Cette canne sera récoltée manuellement ou de manière mécanique. Dans le premier cas elle sera transportée entière à la distillerie, dans le second, la machine va directement la débiter en tronçons de 20 cm et la débarrasser du feuillage. La tige sera coupée au plus près du sol, puisque c’est dans le bas de celle-ci que la concentration en sucre est la plus importante.
Vezou ou mélasse :
Cette distinction tiendra à l’usage premier réservé à la canne. Si aujourd’hui les amateurs sont relativement divisés sur ces deux types de produits, il ne s’agira pas de définir l’un comme étant meilleur que l’autre, mais bien de les classer selon une méthode, voir une législation très stricte dans le cas du rhum agricole. Que nous le voulions ou pas, le premier rhum produit, fut celui de mélasse, l’utilisation de l’expression ‘traditionnel’ étant probablement ce qui fâche un peu les producteurs de la Martinique.
Je dirais à cela que l’éducation au rhum est en plein développement et si tous les producteurs mettent en avant une diversité de spiritueux, c’est tout d’abord que la question du goût le justifie, sans que cela n’ait besoin d’être discuté. Ensuite le monde des consommateurs restera toujours divisé entre ceux qui le consomme juste par plaisir et ceux qui ajoutent à cela le besoin d’en savoir plus, à nous de tenter d’agrandir au maximum la seconde catégorie.
Broyage et Fermentation :
Arrivée à la distillerie, il va y avoir un premier traitement de lavage. Ensuite les cannes seront envoyées dans un broyeur, ou plutôt une série de broyeurs. Afin d’en obtenir plus de matière, lors de cette phase, elles seront arrosées. Le liquide ainsi obtenu portera désormais le nom de vesou et représente environ 90% du jus contenu dans la canne.
Quant aux résidus, appelés bagasses, ils ne sont pas jetés. Ils seront utilisés comme matière première en tant que combustible. Ils serviront à faire chauffer l’alambic et même produire l’électricité nécessaire à toutes les installations.
Pour ce qui est de la phase de fermentation et bien elle se produit naturellement par l’ajout de levures. Ce qui aura pour effet de produire de la chaleur, une chaleur qui ne devra pas dépasser les 35°c à 38,5°c. Il y aura également du carbone et surtout de l’alcool.
La durée de cette étape dans le cas des AOC ne devra pas dépasser les 120 heures, dans des cuves qui en vue d’obtenir cette appellation toujours, ne devront pas dépasser les 50.000 litres.
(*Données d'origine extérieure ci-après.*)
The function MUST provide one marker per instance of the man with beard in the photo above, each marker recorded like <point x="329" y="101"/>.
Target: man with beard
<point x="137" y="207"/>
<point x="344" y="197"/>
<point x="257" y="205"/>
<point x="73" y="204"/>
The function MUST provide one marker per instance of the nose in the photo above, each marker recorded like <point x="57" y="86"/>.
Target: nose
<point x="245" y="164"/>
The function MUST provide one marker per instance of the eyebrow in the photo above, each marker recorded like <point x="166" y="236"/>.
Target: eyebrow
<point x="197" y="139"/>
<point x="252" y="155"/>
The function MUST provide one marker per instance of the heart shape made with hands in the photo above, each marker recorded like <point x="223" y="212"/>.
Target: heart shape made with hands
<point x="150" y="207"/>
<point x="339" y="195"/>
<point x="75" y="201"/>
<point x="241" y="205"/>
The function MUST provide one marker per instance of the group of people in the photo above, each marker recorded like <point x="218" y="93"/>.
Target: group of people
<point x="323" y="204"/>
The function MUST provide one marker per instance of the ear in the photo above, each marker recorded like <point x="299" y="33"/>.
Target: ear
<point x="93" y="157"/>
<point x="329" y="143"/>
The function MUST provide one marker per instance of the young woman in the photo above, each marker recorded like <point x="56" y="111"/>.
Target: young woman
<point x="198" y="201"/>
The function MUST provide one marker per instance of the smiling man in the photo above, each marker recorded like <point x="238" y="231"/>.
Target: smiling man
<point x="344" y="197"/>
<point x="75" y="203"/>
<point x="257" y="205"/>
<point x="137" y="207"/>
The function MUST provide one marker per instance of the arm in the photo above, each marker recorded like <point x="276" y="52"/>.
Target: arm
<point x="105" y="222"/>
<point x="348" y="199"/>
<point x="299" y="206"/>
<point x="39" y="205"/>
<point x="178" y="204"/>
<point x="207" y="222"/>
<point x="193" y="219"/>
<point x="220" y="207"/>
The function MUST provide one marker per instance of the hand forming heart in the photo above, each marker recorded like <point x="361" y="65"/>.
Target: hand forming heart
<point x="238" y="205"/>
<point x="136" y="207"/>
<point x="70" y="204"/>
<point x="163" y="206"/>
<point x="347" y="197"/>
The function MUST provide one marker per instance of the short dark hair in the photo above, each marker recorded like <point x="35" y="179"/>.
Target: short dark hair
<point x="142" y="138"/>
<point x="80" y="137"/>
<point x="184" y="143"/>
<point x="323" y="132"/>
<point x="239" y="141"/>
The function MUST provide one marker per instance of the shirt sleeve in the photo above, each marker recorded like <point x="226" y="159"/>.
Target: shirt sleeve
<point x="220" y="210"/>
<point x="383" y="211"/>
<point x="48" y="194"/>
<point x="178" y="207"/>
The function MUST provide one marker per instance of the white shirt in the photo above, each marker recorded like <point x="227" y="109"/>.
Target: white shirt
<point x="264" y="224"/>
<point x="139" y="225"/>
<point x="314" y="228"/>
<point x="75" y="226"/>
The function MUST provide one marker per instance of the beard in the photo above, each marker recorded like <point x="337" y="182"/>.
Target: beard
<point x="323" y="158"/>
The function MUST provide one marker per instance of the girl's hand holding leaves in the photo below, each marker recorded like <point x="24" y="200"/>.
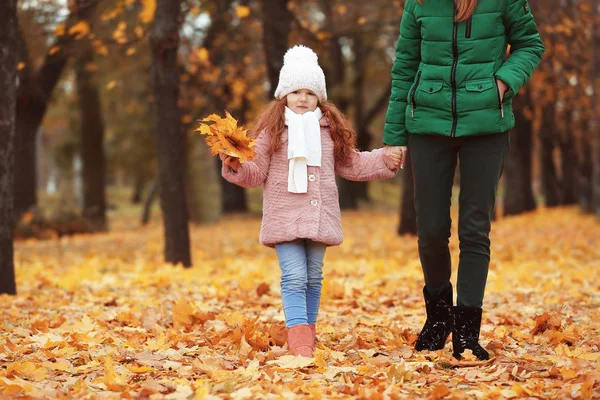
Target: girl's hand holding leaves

Les levures seront bien souvent cultivées, le genre Saccharomyces revenant souvent. Toutefois, celles-ci pourront provenir du milieu naturel et provoquer une fermentation dite naturelle, ou par ensemencement via une cuve mère dont le contenu sera intégré aux autres cuves. Des acidifiants ou autres antimousse pourront se retrouver dans les cuves, ce que ne fait pas Longueteau en Guadeloupe par exemple.
Au terme de cette phase nous aurons un vin de canne, dont la concentration en alcool sera de l’ordre de 5%. Cette concentration peut être plus élevée, mais n’excèdera jamais 15%, puisqu’à partir de là, l’environnement devient hostile pour les levures.
AOC max : 7,5%.
Lorsque la base est la mélasse…
La mélasse est un genre de sirop épais et presque noir. Il se décline parfois en miel de canne lorsqu’il est le fruit d’une chauffe lente du jus de canne qui dure trois jours.
Cette substance est obtenue après cristallisation du sucre de canne. Le jus est en réalité chauffé jusqu’à ébullition, ce qui a pour effet de concentrer le sucre. Une fois cristallisé, ce sucre va être séparer de la mélasse par un passage dans une centrifugeuse.
Bien qu’elle ne soit plus cristallisable, la mélasse contient encore environ 50% de sucre. Elle sera donc diluée avec de l’eau et placée en fermentation durant deux ou trois jours en moyenne. Encore une fois, certaines distilleries en Jamaïque par exemple procèdent à une fermentation bien plus longue. A la fin de ce processus, nous obtenons un liquide, aussi appelé vin, qui concentre environ 8% d’alcool. Ce type de rum représente environ 90% du marché actuel.
Distillation :
Les premières réalisations se font sur des alambics rudimentaires, puis de type charentais. Mais c’est bien la colonne qui va propulser le rhum dans la production à grande échelle.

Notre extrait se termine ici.